Does Accounts Payable Affect Cash Flow?

by Kathy Adams McIntosh; Updated September 26, 2017

Companies use both cash and credit to purchase items they need to operate day-to-day business. Cash purchases require the company to pay at the time of purchase, using cash, check or debit cards. Most purchases occur on credit, enabling the company to receive the item and pay for it in the future. Accounts payable refers to the money owed for purchases made on credit. Changes in accounts payable affect the company’s cash flow, which the company reports on the statement of cash flows. Most companies report operating activities on the statement of cash flows using the indirect method. The indirect method arrives at total operating cash flows without listing each cash transaction.

Accounts Payable Activities

Accounts payable activities arise when the company purchases products or services on credit or pays for previous credit purchases. Whenever the company incurs an accounts payable, it promises to pay for the purchase on a future date. The period to pay for the purchase customarily does not extend beyond one year and is often stated in a specific number of days. Accounts payable represent liabilities for the company since it owes the money to another entity.

Statement Of Cash Flows – Operating Activities

The statement of cash flows reports cash transactions in three categories. These include operating activities, investing activities and financing activities. Operating activities include those activities that occur as the result of the company’s main line of business. Investing activities occur when a company decides to sell or purchase business assets. Financing activities refer to obtaining money to pay for business activities. Accounts payable transactions appear in the company’s operating activities section of the statement of cash flows, when using the indirect method.

Indirect Method

The indirect method starts by listing the net income reported on the income statement. The company calculates net income using the accrual method. This method includes revenues which the company earned but not yet received, as well as expenses the company incurred but has yet to pay. Non-cash transactions included in net income are reversed. Changes in current asset or current liability balances are also recognized in this section. Accounts payable represents a current liability and changes in this balance appear in this section.

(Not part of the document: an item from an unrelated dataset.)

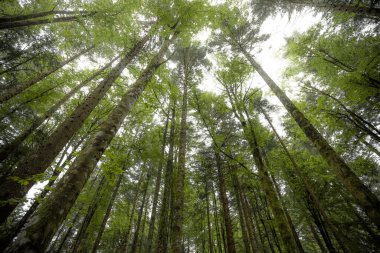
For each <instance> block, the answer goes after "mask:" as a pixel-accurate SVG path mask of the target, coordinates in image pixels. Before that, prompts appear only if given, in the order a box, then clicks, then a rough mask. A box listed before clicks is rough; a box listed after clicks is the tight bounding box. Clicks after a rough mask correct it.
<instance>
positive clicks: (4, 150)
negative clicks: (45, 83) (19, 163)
mask: <svg viewBox="0 0 380 253" xmlns="http://www.w3.org/2000/svg"><path fill="white" fill-rule="evenodd" d="M118 58H119V57H116V58H114V59H113V60H112V61H111V62H109V63H108V64H107V65H105V66H104V67H103V68H101V69H99V70H98V71H96V72H95V73H94V74H93V75H91V76H90V77H88V78H86V80H84V81H83V82H81V83H80V84H79V85H77V86H76V87H74V88H73V89H72V90H70V91H69V92H68V93H67V94H66V95H65V96H64V97H63V98H61V99H60V100H59V101H57V102H56V103H55V104H54V105H53V106H52V107H51V108H50V109H49V110H48V111H47V112H45V114H44V115H43V116H41V117H37V118H36V119H34V120H33V123H32V125H31V126H29V127H28V128H27V129H26V130H25V131H24V132H22V133H21V134H20V135H19V136H17V137H16V139H14V140H13V141H12V142H10V143H8V144H6V145H5V146H4V147H2V148H1V150H0V162H2V161H4V160H5V159H6V158H7V157H8V156H9V155H10V154H11V153H16V152H17V150H18V149H19V146H20V145H21V143H22V142H23V141H25V140H26V139H27V138H28V137H29V136H30V134H32V133H33V132H34V131H35V130H36V129H37V128H38V127H39V126H41V125H42V123H44V121H45V120H47V119H48V118H50V117H51V116H52V115H53V114H54V113H55V112H56V111H57V110H58V109H59V108H60V107H61V106H62V105H63V104H65V103H66V102H67V101H68V100H69V99H70V98H71V97H72V96H73V95H74V94H75V93H76V92H77V91H78V90H80V89H81V88H83V87H85V86H86V85H87V84H88V83H90V82H91V81H92V80H94V79H95V78H96V77H97V76H99V75H100V74H101V73H103V72H104V71H105V70H106V69H107V68H109V67H110V66H111V65H112V63H113V62H114V61H115V60H116V59H118Z"/></svg>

Changes In Accounts Payable

When accounts payable increases, it indicates that a company has purchased more items on credit. No cash outflows occurred for these purchases yet, meaning the company retains the cash. These purchases reduced net income by increasing the expenses for the period. An increase in accounts payable reduces operating cash outflows for the period. When accounts payable decreases, it indicates that the company purchased fewer items on credit. More cash outflows occurred to pay for previous purchases, meaning the company’s cash decreased. A decrease in accounts payable increases operating cash outflows for the period.